They’d met at the gym. It was such a cliché. And boring. So boring. If there was one thing in her life to which Amanda Anderson could lay claim, it was that she wasn’t boring; at least she didn’t think so. The tapestry of her life was a testament to that very fact, wasn’t it? But while the way they had met might have been boring, he certainly was not.
The he in her life, or rather in her constant thoughts, was absolutely, breathtakingly divine. He was Braxton Carter. He had stunningly glossy sandy brown hair that she was sure no amount of product could produce, and the craziest green eyes she’d ever seen. For months they’d exchanged glances, but she’d told herself the furtive flirtatious looks didn’t mean anything. All the girls at the gym exchanged glances with Braxton Carter. Why wouldn’t they? A surfer’s shoulders, a totally ripped body, and a smile that could only be described as a full-fledged toothpaste commercial. It had to be, of course, because Braxton Carter was an actor.
It was bad enough that they’d met at the gym, but the last thing Amanda wanted in her life was an egotistical, insecure actor—but that was a tall order. She lived in the City of Angels. Everyone was an actor, or a writer, or a something.

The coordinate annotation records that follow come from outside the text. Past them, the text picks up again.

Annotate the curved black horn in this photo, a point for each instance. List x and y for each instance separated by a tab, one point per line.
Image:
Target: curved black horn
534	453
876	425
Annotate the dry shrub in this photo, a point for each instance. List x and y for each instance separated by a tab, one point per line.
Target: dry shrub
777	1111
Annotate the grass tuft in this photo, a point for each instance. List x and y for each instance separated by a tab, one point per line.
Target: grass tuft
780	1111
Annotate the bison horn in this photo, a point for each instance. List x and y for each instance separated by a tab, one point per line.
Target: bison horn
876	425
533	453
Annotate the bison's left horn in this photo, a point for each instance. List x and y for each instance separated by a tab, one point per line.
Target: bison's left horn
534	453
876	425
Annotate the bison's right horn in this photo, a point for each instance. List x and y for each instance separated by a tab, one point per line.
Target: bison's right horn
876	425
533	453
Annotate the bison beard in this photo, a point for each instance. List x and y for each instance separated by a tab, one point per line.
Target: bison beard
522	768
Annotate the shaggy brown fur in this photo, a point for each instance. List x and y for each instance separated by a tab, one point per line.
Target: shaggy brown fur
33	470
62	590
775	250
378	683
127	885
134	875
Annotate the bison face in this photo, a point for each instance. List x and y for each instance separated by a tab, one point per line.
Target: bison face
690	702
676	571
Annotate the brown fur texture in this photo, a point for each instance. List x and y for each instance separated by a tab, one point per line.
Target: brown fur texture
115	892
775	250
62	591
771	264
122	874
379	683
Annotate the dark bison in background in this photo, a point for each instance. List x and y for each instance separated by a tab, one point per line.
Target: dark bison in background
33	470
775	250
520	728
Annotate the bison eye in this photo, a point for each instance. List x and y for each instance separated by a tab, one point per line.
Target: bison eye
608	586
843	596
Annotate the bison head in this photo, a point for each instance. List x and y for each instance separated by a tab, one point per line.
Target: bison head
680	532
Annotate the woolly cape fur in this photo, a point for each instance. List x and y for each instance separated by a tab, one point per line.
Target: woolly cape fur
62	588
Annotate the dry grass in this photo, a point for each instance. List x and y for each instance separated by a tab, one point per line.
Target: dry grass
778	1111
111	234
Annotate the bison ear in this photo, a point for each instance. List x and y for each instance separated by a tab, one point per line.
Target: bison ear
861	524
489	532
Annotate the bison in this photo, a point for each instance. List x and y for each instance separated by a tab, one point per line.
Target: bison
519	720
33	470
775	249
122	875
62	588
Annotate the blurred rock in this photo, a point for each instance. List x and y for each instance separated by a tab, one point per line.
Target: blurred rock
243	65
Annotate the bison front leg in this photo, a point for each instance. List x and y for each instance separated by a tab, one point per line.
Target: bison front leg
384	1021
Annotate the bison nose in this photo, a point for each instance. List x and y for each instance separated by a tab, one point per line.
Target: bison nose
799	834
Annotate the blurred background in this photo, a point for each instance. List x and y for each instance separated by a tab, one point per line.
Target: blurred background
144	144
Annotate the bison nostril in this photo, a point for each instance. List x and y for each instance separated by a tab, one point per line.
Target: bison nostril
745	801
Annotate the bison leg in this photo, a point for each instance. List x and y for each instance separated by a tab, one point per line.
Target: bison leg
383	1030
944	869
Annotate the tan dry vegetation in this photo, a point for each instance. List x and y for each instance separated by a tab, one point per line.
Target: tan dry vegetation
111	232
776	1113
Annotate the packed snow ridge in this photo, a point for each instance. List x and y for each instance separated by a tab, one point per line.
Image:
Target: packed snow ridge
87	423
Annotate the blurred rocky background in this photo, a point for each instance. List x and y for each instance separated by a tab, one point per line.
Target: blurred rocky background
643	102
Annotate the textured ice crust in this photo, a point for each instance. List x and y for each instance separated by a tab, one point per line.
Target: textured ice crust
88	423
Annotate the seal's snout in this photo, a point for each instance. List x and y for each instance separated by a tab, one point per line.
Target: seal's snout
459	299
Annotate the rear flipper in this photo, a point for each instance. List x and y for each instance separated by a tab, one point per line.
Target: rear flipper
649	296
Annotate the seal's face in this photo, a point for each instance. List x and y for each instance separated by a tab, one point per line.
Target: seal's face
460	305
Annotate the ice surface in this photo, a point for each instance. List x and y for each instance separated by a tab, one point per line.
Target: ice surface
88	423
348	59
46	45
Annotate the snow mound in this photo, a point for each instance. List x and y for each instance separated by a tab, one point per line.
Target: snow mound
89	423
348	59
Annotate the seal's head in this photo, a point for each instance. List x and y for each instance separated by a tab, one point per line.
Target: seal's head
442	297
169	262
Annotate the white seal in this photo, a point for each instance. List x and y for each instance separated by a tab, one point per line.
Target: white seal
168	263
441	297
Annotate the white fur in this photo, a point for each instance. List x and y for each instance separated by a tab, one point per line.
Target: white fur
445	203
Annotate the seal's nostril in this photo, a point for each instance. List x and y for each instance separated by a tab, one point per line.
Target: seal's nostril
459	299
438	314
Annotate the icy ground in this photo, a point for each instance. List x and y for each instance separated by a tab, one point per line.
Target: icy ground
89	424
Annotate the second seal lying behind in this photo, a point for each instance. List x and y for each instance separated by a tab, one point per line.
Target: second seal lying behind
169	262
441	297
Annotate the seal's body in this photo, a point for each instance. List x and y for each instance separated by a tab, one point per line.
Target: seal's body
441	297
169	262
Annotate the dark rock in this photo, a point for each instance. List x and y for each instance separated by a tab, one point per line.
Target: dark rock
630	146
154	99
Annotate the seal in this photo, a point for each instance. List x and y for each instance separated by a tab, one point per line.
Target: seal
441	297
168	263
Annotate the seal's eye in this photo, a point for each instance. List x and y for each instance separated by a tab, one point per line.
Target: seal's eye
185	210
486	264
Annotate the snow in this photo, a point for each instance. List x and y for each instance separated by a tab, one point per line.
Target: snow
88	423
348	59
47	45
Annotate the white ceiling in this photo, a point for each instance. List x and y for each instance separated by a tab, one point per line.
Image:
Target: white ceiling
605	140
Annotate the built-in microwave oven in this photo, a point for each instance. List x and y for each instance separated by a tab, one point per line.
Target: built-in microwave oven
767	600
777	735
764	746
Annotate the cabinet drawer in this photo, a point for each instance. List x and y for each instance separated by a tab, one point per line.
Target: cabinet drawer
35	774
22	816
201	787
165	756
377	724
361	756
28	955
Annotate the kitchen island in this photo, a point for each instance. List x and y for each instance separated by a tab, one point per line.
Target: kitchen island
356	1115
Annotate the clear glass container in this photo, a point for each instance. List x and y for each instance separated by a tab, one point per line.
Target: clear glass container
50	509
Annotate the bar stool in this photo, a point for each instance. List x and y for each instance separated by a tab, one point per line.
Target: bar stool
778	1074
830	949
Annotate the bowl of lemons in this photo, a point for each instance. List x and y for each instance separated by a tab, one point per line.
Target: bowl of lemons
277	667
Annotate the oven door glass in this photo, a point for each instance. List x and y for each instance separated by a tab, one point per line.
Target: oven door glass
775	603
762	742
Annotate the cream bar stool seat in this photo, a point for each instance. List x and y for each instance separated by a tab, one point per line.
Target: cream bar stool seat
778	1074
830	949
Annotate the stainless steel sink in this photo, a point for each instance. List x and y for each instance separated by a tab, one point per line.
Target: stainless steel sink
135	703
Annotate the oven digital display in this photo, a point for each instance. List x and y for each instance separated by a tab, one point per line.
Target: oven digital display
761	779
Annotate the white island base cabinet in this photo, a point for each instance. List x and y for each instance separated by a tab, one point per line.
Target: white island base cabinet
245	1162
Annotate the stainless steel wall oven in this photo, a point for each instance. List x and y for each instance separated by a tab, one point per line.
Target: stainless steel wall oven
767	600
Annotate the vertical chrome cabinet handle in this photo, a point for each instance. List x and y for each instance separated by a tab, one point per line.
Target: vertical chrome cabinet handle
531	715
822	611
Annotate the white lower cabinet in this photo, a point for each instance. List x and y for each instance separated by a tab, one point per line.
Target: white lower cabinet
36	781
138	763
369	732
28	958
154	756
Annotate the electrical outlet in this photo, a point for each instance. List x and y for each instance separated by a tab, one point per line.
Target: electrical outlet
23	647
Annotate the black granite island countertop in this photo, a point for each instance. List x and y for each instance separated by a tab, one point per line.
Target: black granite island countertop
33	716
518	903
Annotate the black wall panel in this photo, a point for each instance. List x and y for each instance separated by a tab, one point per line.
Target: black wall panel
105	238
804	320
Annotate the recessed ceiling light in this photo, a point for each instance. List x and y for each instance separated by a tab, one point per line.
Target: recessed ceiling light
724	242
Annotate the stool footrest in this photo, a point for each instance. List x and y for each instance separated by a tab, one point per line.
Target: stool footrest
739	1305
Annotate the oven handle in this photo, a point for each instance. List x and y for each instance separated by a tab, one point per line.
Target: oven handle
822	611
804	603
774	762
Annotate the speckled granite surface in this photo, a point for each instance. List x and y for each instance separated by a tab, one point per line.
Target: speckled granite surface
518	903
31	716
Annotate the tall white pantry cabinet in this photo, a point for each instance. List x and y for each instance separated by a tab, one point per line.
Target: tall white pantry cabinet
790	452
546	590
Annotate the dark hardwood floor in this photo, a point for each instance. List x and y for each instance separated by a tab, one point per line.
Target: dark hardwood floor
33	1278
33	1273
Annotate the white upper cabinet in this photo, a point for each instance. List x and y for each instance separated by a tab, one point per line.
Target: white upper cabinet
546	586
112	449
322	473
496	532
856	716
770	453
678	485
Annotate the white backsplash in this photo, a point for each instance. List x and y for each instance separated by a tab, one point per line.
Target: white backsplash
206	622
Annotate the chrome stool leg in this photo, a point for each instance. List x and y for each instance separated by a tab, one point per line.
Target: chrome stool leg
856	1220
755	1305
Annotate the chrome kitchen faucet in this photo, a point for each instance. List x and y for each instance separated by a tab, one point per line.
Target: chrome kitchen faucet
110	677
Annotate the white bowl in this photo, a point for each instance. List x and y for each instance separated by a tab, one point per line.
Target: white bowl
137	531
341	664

Everyone was in the business, and if they weren’t, they wanted to be.
Leaning against her sleek, shining black Mercedes, she watched the beautiful people go in and out of the glass and wood building that housed the trendiest gym in the city, Fairweather Fitness. There were three locations: Beverly Hills, Santa Monica, and Thousand Oaks. Belonging to one meant you belonged to all three, but it wasn’t cheap, so the clientele were either successful, or hoping to befriend those who were. Oftentimes, when she would cast her eyes on the younger women in the workout room, she would wonder about them. They were all pretty, all in great shape, and working themselves to death to stay that way. It seemed frenetic to her. Overkill. And how could they afford the steep monthly dues? Lifting her eyes up to the endless Southern California blue sky, the doubts she’d been having since she’d agreed to have coffee with him began to plague her.
“What am I doing? What the heck is wrong with me?” she muttered, pulling her large black sunglasses over her eyes and dropping her gaze back down, but then she spotted him walking toward her and she knew exactly why. He was the epitome of irresistible.
Braxton walked like a big cat, smooth and graceful, his arms swinging languidly at his sides. His ridiculously white linen shirt showed off his golden tan, and there was something in the way he’d rolled up his sleeves that gave him a look of casual elegance. He had style.
“Some people are just born cool,” a friend had once told her. “Even when they were kids running around the playground, they were cool.”
She couldn’t remember who had said it, but whoever it was had been right. Braxton was cool.
“Been waiting long?” he asked as he approached.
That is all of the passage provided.